A los más jóvenes el rostro con surcos de lija de Michael Caine puede sólo recordarles a Alfred Pennyworth, el sabio- claridoso mayordomo del Batman de Christopher Nolan, con pasado mercenario que sabe que hay hombres que sólo viven para ver al mundo arder.

Pero también esta descripción puede ajustarse sobre Maurice Joseph Micklewhite, nombre real de un Michael Caine que tomó su artístico apellido de una película sobre motines marinos.

Otra pequeña información sobre este siempre amotinado interprete nacido el 14 de marzo de hace 83 años, quien se la ha vivido completando ya una de las filmografías más longevas y vigorosas en la historia del séptimo arte, conociendo su primer filme importante en 1964 con Zulu, dónde el director Cy Endfield lo acabó seleccionando para un papel estelar gracias a esa dejo de cólera indiferente a la que sólo Caine pudo convertir en una marca.

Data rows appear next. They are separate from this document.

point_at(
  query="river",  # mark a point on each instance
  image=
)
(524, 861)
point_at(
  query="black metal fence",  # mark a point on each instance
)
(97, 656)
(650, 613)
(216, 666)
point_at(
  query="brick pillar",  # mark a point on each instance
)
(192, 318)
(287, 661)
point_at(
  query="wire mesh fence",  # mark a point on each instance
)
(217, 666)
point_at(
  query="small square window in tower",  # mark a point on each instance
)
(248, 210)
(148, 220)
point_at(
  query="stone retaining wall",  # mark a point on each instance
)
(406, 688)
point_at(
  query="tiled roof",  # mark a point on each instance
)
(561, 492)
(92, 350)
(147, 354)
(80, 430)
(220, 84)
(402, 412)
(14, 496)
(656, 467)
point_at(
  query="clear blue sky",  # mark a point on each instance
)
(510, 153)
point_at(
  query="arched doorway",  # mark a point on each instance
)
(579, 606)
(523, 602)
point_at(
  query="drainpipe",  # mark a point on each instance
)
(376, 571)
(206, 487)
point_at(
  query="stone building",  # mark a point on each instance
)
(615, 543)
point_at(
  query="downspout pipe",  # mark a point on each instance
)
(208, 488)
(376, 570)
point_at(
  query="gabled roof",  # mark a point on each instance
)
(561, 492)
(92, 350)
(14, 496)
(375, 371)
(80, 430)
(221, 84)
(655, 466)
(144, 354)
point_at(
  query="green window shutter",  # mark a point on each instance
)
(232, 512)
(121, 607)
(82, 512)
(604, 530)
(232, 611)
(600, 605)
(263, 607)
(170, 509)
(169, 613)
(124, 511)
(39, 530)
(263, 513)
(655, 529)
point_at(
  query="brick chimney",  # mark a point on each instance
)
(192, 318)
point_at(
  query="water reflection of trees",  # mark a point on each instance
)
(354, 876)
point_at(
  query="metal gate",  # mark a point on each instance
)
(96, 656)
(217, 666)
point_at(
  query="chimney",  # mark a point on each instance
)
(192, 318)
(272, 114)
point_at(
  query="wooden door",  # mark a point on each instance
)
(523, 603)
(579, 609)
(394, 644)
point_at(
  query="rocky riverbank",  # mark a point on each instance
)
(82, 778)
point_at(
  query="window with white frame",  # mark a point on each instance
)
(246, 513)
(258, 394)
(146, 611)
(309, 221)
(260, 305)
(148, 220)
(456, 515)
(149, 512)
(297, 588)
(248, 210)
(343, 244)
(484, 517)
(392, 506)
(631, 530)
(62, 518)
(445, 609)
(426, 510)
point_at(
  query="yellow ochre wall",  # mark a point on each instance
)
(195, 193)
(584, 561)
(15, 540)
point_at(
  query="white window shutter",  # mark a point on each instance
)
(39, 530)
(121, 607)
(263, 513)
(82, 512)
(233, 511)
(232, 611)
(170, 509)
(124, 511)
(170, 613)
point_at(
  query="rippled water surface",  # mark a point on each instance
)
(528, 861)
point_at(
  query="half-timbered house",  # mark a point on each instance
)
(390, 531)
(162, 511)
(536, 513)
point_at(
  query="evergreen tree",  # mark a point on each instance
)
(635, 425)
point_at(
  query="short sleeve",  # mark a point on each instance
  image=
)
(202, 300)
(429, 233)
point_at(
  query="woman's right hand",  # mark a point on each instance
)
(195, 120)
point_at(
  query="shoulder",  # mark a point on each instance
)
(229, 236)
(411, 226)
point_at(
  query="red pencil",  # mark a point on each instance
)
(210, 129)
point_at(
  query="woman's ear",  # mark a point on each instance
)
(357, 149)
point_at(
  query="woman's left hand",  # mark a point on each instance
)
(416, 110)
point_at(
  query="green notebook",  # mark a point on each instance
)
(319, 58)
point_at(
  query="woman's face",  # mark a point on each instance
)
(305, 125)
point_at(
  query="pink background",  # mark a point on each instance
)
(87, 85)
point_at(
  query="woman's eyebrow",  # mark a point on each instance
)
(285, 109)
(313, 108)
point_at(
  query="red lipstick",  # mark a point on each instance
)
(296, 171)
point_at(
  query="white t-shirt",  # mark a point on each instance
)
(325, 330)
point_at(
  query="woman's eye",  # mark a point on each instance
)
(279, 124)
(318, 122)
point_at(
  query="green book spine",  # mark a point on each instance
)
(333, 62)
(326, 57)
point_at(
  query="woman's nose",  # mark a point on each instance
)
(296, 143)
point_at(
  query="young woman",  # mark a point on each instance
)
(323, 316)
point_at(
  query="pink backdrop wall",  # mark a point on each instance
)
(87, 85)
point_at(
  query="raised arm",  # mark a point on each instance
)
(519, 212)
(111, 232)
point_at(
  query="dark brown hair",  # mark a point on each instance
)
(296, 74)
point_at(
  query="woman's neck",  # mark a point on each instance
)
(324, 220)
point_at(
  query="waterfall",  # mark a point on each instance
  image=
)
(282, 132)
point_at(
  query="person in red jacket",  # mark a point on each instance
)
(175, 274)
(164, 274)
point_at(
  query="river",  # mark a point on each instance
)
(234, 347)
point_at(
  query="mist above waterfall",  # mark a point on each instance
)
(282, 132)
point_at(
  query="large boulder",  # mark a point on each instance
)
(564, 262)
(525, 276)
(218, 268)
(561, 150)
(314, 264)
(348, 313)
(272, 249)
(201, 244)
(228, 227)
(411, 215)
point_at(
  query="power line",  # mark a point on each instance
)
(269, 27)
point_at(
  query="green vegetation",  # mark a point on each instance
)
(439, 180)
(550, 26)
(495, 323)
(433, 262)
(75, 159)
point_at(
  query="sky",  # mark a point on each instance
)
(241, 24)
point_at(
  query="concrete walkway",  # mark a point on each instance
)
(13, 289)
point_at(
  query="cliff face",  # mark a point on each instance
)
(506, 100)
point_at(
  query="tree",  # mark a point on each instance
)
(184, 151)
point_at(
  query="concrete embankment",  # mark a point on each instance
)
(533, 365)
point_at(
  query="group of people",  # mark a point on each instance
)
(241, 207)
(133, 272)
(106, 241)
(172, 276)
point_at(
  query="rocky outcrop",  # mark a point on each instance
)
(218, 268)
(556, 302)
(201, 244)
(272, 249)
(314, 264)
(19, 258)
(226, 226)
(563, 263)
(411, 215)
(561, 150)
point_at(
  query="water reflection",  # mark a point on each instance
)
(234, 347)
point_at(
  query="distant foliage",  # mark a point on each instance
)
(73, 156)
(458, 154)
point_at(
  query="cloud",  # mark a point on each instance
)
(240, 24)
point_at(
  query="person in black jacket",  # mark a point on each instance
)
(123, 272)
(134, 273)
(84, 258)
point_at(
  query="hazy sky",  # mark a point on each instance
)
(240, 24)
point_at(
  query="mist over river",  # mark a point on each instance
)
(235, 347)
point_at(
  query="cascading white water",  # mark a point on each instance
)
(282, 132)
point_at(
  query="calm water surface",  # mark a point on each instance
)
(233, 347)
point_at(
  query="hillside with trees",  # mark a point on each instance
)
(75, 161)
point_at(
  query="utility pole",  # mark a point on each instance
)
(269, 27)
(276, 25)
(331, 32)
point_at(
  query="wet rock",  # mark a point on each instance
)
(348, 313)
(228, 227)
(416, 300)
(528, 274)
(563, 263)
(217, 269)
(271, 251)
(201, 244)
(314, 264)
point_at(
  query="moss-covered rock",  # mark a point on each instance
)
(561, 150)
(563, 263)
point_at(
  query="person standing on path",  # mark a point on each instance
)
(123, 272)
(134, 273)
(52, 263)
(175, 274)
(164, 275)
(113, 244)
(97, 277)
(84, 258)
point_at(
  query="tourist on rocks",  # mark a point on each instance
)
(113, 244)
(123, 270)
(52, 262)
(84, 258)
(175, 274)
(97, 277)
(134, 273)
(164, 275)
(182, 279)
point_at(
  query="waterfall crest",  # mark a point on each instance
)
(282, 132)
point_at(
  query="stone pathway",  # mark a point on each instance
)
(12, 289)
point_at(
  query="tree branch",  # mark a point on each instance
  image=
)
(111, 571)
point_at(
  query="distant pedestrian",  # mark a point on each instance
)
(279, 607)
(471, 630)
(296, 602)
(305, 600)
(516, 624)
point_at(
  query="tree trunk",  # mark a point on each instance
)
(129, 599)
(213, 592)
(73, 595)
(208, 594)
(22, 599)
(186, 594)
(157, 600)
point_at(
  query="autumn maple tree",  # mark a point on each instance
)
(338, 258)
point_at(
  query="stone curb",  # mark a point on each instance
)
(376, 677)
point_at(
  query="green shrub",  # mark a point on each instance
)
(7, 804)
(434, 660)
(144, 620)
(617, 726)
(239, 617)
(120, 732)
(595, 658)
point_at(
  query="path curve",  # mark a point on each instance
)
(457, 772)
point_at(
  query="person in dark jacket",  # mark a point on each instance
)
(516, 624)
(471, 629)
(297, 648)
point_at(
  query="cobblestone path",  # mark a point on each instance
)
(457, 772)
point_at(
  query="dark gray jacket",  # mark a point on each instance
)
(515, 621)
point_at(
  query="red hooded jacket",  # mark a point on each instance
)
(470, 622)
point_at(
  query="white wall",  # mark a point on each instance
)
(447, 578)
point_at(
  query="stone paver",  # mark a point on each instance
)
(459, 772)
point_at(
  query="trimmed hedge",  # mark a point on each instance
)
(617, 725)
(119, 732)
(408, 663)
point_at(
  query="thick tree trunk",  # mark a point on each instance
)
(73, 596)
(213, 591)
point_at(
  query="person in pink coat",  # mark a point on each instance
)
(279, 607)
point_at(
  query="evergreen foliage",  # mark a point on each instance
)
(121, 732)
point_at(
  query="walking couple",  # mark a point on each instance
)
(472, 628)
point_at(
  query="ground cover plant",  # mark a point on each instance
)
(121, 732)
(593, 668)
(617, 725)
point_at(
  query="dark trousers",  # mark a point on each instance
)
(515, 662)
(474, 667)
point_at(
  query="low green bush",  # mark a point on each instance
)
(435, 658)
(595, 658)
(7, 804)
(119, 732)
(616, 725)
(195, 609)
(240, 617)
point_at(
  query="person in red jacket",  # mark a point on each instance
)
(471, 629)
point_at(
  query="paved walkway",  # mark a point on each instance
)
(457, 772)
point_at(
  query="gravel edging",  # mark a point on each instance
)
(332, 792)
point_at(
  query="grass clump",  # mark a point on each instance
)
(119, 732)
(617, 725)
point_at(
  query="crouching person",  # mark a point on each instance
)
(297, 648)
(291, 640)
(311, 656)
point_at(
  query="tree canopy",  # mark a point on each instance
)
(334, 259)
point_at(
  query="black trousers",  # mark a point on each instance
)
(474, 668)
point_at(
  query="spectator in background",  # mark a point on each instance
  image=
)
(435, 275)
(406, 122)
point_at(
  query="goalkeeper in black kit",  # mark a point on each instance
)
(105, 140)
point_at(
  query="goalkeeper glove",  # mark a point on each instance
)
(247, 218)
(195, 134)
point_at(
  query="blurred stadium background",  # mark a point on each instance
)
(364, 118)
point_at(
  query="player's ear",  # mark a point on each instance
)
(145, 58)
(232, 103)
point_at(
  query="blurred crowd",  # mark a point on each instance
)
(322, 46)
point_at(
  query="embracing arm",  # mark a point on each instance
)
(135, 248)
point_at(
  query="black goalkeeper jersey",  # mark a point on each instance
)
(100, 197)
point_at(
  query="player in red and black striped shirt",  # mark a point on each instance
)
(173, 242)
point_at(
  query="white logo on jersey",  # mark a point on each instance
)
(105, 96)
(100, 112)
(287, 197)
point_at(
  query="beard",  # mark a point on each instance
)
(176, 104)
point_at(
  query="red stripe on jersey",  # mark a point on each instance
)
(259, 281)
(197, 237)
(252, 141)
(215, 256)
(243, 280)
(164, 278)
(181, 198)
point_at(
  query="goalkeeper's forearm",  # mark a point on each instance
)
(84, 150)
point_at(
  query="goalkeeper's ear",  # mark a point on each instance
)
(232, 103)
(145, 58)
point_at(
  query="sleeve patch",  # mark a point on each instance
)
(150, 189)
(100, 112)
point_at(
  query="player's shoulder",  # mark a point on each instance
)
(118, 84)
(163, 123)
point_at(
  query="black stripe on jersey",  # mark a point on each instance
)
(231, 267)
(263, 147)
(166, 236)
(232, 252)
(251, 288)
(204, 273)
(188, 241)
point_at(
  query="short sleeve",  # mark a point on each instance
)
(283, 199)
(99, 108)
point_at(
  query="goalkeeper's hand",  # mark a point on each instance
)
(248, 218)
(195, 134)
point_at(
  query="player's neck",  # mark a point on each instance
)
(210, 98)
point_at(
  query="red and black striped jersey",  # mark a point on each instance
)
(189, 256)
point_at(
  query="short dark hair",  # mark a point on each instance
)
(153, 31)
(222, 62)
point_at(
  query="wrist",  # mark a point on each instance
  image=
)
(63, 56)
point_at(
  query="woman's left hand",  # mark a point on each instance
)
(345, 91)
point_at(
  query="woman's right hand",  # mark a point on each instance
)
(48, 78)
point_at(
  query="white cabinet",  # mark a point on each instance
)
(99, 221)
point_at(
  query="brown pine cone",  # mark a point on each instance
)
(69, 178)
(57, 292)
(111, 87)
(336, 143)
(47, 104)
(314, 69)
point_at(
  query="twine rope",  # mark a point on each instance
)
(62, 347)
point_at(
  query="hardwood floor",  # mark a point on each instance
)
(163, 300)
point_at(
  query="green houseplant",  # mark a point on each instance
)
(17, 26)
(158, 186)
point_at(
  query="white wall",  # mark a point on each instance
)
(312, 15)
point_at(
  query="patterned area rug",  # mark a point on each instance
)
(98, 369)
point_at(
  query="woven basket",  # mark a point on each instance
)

En Zulu, a los 31 años, después de una carrera de casi diez años de oscuridad y pequeñas partes en series británicas sin importancia, el londinense interpretó a un flemático oficial ingles que no entiende porque cuatro mil guerreros zulu de una pequeña villa africana no son capaces de subordinarse ante los deseos colonialistas de la sagradísima reina de Inglaterra.

Desde aquí Caine haría gala de esa inexpresividad que fue perfeccionando con el tiempo, símbolo absoluto de la elegancia cockney. Especie de gallo citadino obrero sin gloria y terminó con el que desde la década de los cincuentas se le denomina a los londinenses de clase trabajadora del Este de la ciudad, atrincherados en una forma de hablar tan enrevesada que prácticamente deviene en dialecto.

Caine no se esperó a que algún día lo pusieran a interpretar al héroe y se lanzo estelarmente como Harry Palmer, el súper espía de la nada en Ipcrees (Sidney J.Furie, 1965), la respuesta realista al cine de espías cinturitas que la franquicia inacabable de James Bond había establecido a principios de los sesentas.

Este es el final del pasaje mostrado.